Сейчас он покажет ей свой любимый Сидней, его Куджи с белым песком и огромными океанскими волнами, играющими со смельчаками серферами, Дарлинг Харбор в зеленом ожерелье и такой синей водой, что резало в глазах. Они выйдут на яхте в океан, и она увидит китиху, которая с китенком заплыла в Сиднейскую бухту, наверно, чтобы познакомить китенка с людьми…
Везде, где бы они ни появлялись, на них обращали внимание, оттого, что они были очень красивой парой. И еще потому, что Беата была в платье в горошек и беленьких носочках…
…Она убежала так же быстро, как и пришла. Сказала только: «Я так люблю тебя, Войцех».
Войцехом его звали в той, другой жизни. Так назвала его мама в честь святого Войцеха.
Но это имя он вспомнил только сейчас.
…Он снова сидел в машине на берегу залива и смотрел на закат. Солнце покидало его и уходило туда, где была когда-то его родина.
Вдруг что-то больно царапнуло его сердце, потом еще и еще, сильней и сильней, словно кто-то трудно отталкивался от него твердыми, жесткими ножками. Войцех опустил голову, чтобы посмотреть, кто же так сильно толкается, да так и остался сидеть с опущенной головой…

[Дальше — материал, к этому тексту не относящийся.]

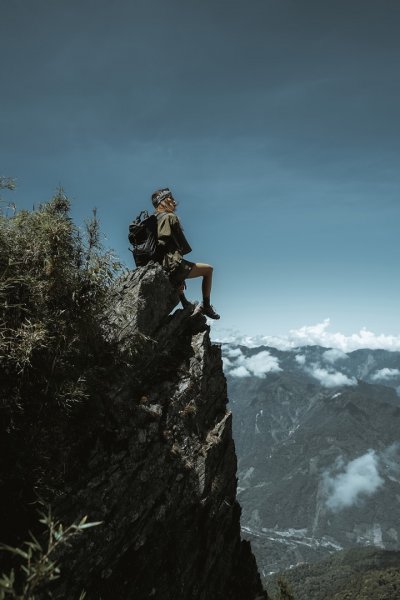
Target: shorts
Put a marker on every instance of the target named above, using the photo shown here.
(181, 272)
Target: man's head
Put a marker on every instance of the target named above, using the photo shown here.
(163, 200)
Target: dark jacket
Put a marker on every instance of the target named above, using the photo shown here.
(172, 242)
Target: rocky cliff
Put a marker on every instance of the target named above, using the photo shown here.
(153, 459)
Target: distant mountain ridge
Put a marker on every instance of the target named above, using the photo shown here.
(317, 438)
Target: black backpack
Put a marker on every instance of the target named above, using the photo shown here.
(143, 237)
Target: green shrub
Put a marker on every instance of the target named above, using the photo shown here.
(38, 566)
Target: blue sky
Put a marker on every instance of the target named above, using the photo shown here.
(275, 122)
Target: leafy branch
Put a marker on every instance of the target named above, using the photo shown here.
(38, 565)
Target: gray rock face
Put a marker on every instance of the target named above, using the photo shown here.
(158, 466)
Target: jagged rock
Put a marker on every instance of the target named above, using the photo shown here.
(158, 467)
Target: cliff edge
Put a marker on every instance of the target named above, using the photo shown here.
(152, 457)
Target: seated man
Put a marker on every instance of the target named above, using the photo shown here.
(173, 246)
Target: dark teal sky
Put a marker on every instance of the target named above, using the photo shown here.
(275, 122)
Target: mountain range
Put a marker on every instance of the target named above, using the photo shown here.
(317, 437)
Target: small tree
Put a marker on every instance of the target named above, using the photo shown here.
(285, 592)
(38, 566)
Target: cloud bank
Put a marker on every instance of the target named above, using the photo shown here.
(330, 379)
(310, 335)
(258, 365)
(385, 374)
(358, 479)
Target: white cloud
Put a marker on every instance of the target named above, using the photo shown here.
(310, 335)
(226, 362)
(240, 372)
(331, 356)
(259, 364)
(385, 374)
(360, 477)
(330, 378)
(232, 352)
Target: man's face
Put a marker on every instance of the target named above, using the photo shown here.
(169, 204)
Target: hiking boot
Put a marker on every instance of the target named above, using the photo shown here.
(208, 311)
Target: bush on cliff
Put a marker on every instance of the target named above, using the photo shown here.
(54, 279)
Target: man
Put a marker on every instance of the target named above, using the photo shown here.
(173, 246)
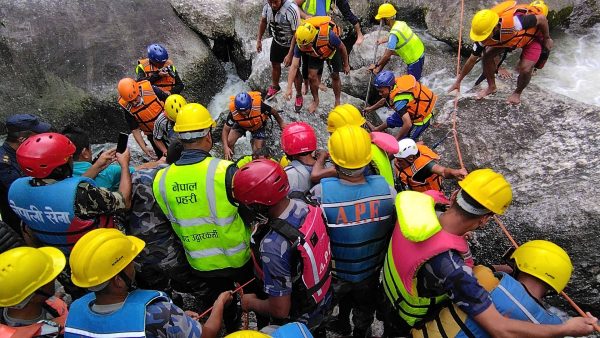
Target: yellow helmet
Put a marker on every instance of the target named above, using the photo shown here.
(489, 189)
(546, 261)
(23, 270)
(342, 115)
(305, 34)
(173, 105)
(483, 24)
(385, 11)
(100, 255)
(350, 147)
(192, 117)
(541, 5)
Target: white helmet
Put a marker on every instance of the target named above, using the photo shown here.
(406, 147)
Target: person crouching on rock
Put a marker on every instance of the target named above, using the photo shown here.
(247, 112)
(319, 38)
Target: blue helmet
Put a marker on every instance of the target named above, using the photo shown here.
(243, 101)
(157, 53)
(385, 79)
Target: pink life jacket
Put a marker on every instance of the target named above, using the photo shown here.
(414, 254)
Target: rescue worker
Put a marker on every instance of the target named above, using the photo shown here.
(163, 133)
(27, 293)
(360, 216)
(415, 168)
(518, 26)
(540, 268)
(159, 70)
(429, 262)
(247, 112)
(401, 41)
(18, 127)
(143, 103)
(318, 38)
(59, 222)
(102, 262)
(295, 253)
(195, 194)
(282, 17)
(411, 101)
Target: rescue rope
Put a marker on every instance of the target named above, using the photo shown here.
(462, 165)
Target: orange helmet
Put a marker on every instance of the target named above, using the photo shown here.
(128, 89)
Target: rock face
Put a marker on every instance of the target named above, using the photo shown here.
(63, 59)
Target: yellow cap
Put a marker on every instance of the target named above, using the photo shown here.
(546, 261)
(350, 147)
(385, 11)
(483, 24)
(100, 255)
(23, 270)
(344, 114)
(489, 189)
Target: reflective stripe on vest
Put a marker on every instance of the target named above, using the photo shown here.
(195, 200)
(359, 219)
(83, 322)
(410, 47)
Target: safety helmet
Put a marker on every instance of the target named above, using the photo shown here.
(350, 147)
(100, 255)
(305, 34)
(541, 5)
(193, 116)
(385, 78)
(157, 53)
(298, 138)
(261, 181)
(385, 11)
(342, 115)
(40, 154)
(243, 101)
(173, 105)
(128, 89)
(546, 261)
(24, 270)
(406, 148)
(488, 188)
(483, 24)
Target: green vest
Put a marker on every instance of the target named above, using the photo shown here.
(195, 200)
(310, 6)
(383, 164)
(409, 47)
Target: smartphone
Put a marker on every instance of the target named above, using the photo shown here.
(122, 143)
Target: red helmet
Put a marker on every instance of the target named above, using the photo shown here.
(40, 154)
(261, 181)
(298, 138)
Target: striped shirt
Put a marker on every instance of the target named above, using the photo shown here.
(282, 23)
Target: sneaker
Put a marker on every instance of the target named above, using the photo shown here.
(299, 102)
(272, 91)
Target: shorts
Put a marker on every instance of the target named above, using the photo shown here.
(532, 51)
(278, 52)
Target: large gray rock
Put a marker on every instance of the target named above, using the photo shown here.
(63, 59)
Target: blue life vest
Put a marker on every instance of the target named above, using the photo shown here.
(513, 301)
(360, 219)
(49, 211)
(128, 321)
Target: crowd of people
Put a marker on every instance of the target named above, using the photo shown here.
(183, 245)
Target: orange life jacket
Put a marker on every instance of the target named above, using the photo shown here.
(509, 36)
(321, 48)
(252, 120)
(147, 112)
(433, 182)
(423, 99)
(165, 82)
(35, 329)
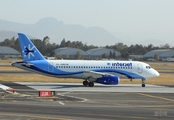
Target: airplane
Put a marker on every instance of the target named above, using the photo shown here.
(91, 71)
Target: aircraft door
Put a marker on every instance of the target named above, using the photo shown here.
(50, 67)
(140, 68)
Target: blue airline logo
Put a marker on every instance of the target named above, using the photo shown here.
(118, 64)
(29, 51)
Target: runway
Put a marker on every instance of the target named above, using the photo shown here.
(75, 102)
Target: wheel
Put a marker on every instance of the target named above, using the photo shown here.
(91, 84)
(85, 83)
(143, 85)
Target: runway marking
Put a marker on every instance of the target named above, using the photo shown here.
(32, 116)
(81, 113)
(61, 103)
(152, 96)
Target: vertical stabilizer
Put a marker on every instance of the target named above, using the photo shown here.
(29, 50)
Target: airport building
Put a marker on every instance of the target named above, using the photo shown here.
(92, 54)
(164, 55)
(102, 52)
(8, 52)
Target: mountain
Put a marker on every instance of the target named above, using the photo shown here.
(57, 30)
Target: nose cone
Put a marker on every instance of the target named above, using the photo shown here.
(156, 73)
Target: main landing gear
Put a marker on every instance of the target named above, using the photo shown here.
(86, 83)
(143, 83)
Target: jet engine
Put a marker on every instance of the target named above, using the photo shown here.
(110, 80)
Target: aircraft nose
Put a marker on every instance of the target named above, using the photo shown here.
(157, 73)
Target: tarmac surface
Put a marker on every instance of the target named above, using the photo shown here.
(75, 102)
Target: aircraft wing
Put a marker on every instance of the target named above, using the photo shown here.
(94, 74)
(27, 64)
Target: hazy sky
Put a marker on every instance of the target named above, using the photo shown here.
(133, 20)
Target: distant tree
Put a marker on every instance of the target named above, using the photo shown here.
(156, 57)
(114, 55)
(78, 55)
(125, 55)
(110, 55)
(46, 40)
(67, 56)
(104, 55)
(63, 43)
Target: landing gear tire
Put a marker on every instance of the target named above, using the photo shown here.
(91, 84)
(85, 83)
(143, 85)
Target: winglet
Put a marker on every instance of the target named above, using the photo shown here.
(29, 50)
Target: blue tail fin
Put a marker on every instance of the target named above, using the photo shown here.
(29, 50)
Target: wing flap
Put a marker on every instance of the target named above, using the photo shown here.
(94, 74)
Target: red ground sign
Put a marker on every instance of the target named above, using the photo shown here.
(44, 93)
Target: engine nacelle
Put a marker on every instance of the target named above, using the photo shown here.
(110, 80)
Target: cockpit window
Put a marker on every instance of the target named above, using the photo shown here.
(148, 67)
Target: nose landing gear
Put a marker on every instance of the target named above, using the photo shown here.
(86, 83)
(143, 83)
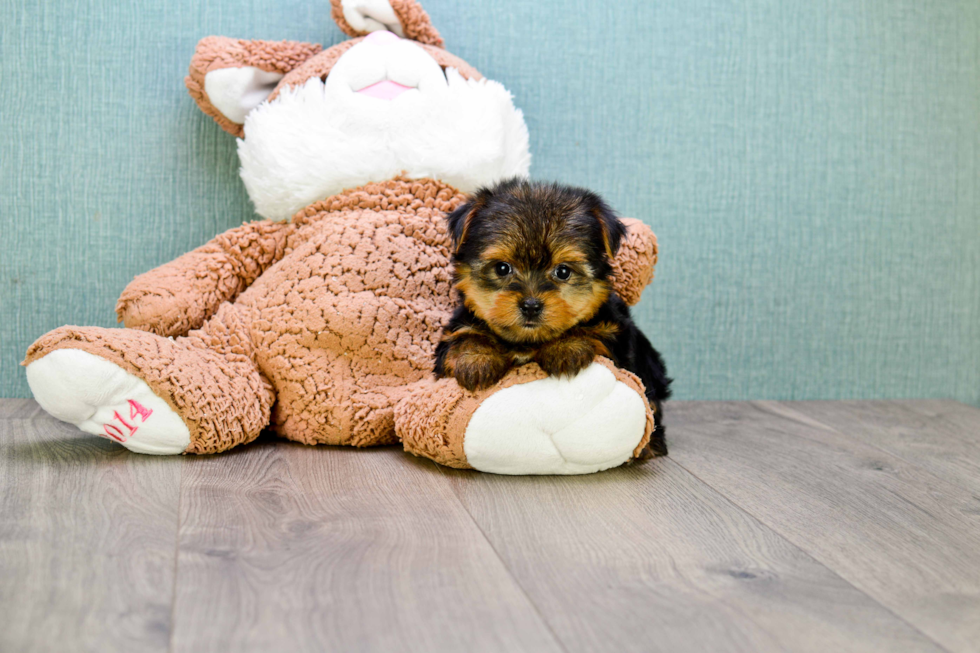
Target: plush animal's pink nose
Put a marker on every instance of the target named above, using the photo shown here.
(381, 37)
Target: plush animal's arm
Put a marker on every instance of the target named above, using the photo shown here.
(228, 76)
(635, 260)
(179, 296)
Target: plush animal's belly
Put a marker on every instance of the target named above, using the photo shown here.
(347, 319)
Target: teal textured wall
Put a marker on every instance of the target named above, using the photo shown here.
(810, 167)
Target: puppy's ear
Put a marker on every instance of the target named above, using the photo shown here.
(462, 218)
(613, 229)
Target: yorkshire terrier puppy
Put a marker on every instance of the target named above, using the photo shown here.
(532, 266)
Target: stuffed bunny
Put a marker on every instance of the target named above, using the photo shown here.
(320, 321)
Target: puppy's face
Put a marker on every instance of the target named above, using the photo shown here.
(533, 260)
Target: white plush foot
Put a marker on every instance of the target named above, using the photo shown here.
(103, 399)
(557, 426)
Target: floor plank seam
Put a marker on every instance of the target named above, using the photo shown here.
(517, 582)
(863, 441)
(173, 598)
(806, 553)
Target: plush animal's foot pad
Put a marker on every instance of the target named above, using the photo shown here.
(103, 399)
(581, 425)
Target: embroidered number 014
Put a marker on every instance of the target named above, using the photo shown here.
(125, 430)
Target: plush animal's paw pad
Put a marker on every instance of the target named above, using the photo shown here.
(580, 425)
(102, 399)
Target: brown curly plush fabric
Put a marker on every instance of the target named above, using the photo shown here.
(217, 52)
(328, 319)
(415, 21)
(434, 415)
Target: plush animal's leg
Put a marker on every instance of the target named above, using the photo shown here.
(529, 423)
(202, 393)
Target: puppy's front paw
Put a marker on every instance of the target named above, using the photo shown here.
(566, 356)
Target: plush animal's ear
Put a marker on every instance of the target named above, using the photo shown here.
(613, 229)
(230, 77)
(406, 18)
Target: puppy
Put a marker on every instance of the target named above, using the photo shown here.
(532, 269)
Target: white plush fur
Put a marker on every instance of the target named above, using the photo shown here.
(371, 16)
(581, 425)
(236, 91)
(318, 139)
(94, 395)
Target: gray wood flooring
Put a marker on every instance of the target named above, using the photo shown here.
(772, 526)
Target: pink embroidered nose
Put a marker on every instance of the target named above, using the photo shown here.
(385, 90)
(380, 37)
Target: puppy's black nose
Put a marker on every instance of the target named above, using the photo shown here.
(531, 306)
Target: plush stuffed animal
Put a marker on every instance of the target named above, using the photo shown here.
(320, 322)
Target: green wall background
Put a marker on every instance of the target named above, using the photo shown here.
(810, 167)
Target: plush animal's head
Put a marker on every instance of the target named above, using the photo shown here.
(391, 101)
(533, 260)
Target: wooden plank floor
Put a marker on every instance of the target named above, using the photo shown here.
(772, 526)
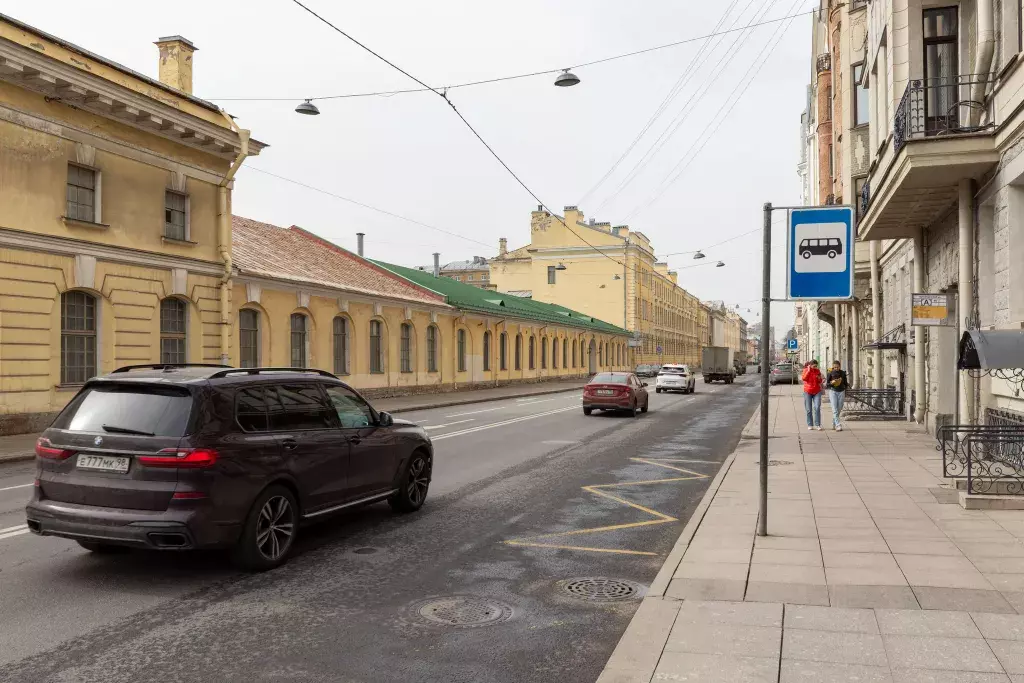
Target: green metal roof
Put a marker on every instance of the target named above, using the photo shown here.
(472, 298)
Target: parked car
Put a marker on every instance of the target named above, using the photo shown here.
(181, 457)
(615, 391)
(675, 378)
(783, 372)
(645, 371)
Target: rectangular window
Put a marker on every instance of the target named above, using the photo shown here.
(175, 215)
(431, 349)
(82, 194)
(172, 331)
(406, 349)
(249, 337)
(462, 350)
(298, 324)
(78, 337)
(376, 347)
(941, 69)
(861, 102)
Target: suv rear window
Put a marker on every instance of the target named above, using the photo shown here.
(156, 411)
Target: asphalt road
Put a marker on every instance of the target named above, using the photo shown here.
(507, 521)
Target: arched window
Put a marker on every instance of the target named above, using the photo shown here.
(376, 347)
(78, 337)
(249, 338)
(406, 347)
(299, 337)
(461, 337)
(340, 345)
(173, 316)
(432, 349)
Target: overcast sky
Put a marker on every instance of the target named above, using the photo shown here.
(410, 155)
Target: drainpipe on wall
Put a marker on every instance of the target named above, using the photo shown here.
(224, 238)
(876, 314)
(965, 289)
(919, 331)
(983, 57)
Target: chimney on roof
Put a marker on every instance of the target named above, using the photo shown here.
(175, 62)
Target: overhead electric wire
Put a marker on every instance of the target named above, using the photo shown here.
(710, 81)
(744, 82)
(673, 92)
(499, 79)
(443, 95)
(365, 206)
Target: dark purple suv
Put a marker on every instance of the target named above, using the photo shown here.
(180, 457)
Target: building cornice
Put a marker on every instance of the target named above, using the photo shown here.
(25, 241)
(28, 69)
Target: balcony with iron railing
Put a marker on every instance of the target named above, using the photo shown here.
(941, 135)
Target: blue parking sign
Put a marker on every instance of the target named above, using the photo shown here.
(820, 253)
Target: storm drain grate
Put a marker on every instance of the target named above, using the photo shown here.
(464, 611)
(600, 589)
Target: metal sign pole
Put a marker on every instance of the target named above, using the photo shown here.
(765, 371)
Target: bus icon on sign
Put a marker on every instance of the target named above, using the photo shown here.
(830, 248)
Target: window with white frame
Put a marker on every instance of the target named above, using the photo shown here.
(175, 215)
(83, 194)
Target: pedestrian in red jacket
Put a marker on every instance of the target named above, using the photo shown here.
(812, 394)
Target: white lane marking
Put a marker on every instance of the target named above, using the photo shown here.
(448, 424)
(13, 530)
(503, 423)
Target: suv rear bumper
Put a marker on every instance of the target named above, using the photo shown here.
(168, 529)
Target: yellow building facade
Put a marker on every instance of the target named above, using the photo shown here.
(609, 272)
(387, 330)
(115, 195)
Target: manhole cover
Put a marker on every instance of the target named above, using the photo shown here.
(464, 611)
(599, 589)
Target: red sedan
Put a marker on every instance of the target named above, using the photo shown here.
(615, 391)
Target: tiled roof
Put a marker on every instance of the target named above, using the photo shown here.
(261, 249)
(468, 297)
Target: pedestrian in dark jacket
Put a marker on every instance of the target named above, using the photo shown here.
(838, 384)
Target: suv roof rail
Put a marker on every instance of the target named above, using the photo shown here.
(259, 371)
(167, 366)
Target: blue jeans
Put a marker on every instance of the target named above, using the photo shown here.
(836, 398)
(812, 406)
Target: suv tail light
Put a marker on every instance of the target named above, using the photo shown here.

А это была его душа. Она белой птицей взвилась над Войцехом и полетела, опережая уходящий день, через горы и океаны, обгоняя солнце.
Вот уже берег холодного, неприветливого моря по которому стальными морщинами перекатывались волны. Вот и старый город на берегу.
Птица летела над Королевской дорогой, мимо Ратуши, черкнув крыльями по ее башне, мимо улицы Девы Марии, где гуляли Войцех и Беата. Давно.
Этот дом.
Здесь уже почти все готово к Сочельнику. Двое мальчишек украшали елку. Молодая женщина носила блюда на стол. Пожилая вынимала из духовки пирожки. Седой мужчина расставлял бокалы на столе.
— Беата, а почему лишняя тарелка? Кто-то еще придет?
— Вацлав, ты же знаешь, так положено. Всегда ставим тарелку для нежданного гостя. Каждый год ты меня спрашиваешь. Поставь бокал.
— Ну, не ворчи, поставлю.
Раздался негромкий стук в окно. Беата почему-то вспомнила Войцеха. Где-то он теперь? Жив ли? Она посмотрела на окно. В него заглядывал зимний гданьский вечер.
Больше никого не было…
Белая птица очень устала. Она оттолкнулась от окна крылом и полетела в сторону моря, чтобы соединиться с другими чайками, которые вечно кружили над водой, перекрикиваясь на своем языке и купаясь в прохладных брызгах морской пены…
…Бегущие по дорожке вдоль залива поглядывали на неподвижно сидящего в машине, опрятно одетого старика. Казалось, он спал, уронив голову на грудь.
Они бегали даже в канун Сочельника.
Австралийцы.
Сидней
Начинался день, а за окном было по-прежнему темно.
Надя прислушалась к себе. Вроде ничего не болело. Но таблетку от давления все равно примет.
Включила радио, чтобы узнать, сколько градусов. Пока играла музыка, Надя умылась, выпила чайку. Есть не хотелось. О, ничего себе — минус сорок один! Диктор и сам удивился.
Кот Матвей даже не вставал, продолжая спать в своей корзинке, свернувшись черным, пушистым комочком на тепленьком одеяле. Чувствует, что холодрыга.